Investigation of the effects of sediments inhomogeneity and nonlinearity on aggravation factors for sedimentary basins

Abstract

The prediction of the seismic response of sedimentary basins and its incorporation into seismic building codes is of prime interest to the engineering community, since highly populated areas and infrastructures are often located within such geological configurations. The additional effect of the two-dimensional (2D) basin response above the corresponding one-dimensional (1D) response, expressed as the ratio between 2D and 1D acceleration response spectra at the basin surface and commonly referred to as “aggravation factor”, might be an engineering feasible way to incorporate such effects into building codes. The majority of the studies are based on numerical simulations for modeling the seismic behaviour of complex subsurface geology and thus for the estimation of aggravation factors, usually taking place under the assumption of homogeneous viscoelastic sediments, ignoring the fact that sedimentary deposits may be very heterogeneous in both the horizontal and the vertical directions, as well as the effect of soil nonlinearity, which for strong seismic excitation may be crucial. The present work is an extension of our work [1], in which extensive numerical analyses of the linear viscoelastic response of homogeneous sedimentary basins were performed, in order to explore the potential additional effects of sediments inhomogeneity and nonlinearity on aggravation factors. To this end, a generic relationship between shear wave velocity and depth was developed based on experimental shear wave velocity data from well-documented sites worldwide. To further model the nonlinear behaviour of sediments material, a nonlinear kinematic hardening constitutive model was used, combined with the Von Mises failure criterion and an associated plastic flow rule.

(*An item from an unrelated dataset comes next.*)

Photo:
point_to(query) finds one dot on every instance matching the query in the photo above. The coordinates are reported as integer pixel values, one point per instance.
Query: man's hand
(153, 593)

All analyses were conducted for trapezoidal sedimentary basins using the generic finite element code ABAQUS. The results of the analyses revealed that the replacement of an inhomogeneous soil with an equivalent homogeneous might lead to underestimation of aggravation in the vicinity of the edges and overestimation of aggravation at the flat part of the basin, while consideration of soil nonlinearity may result in a decrease of aggravation factors for the flat part of the basin. These outcomes may be useful for the proposal of simple recommendations to the engineering community for the introduction of basin effects in the seismic design of structures.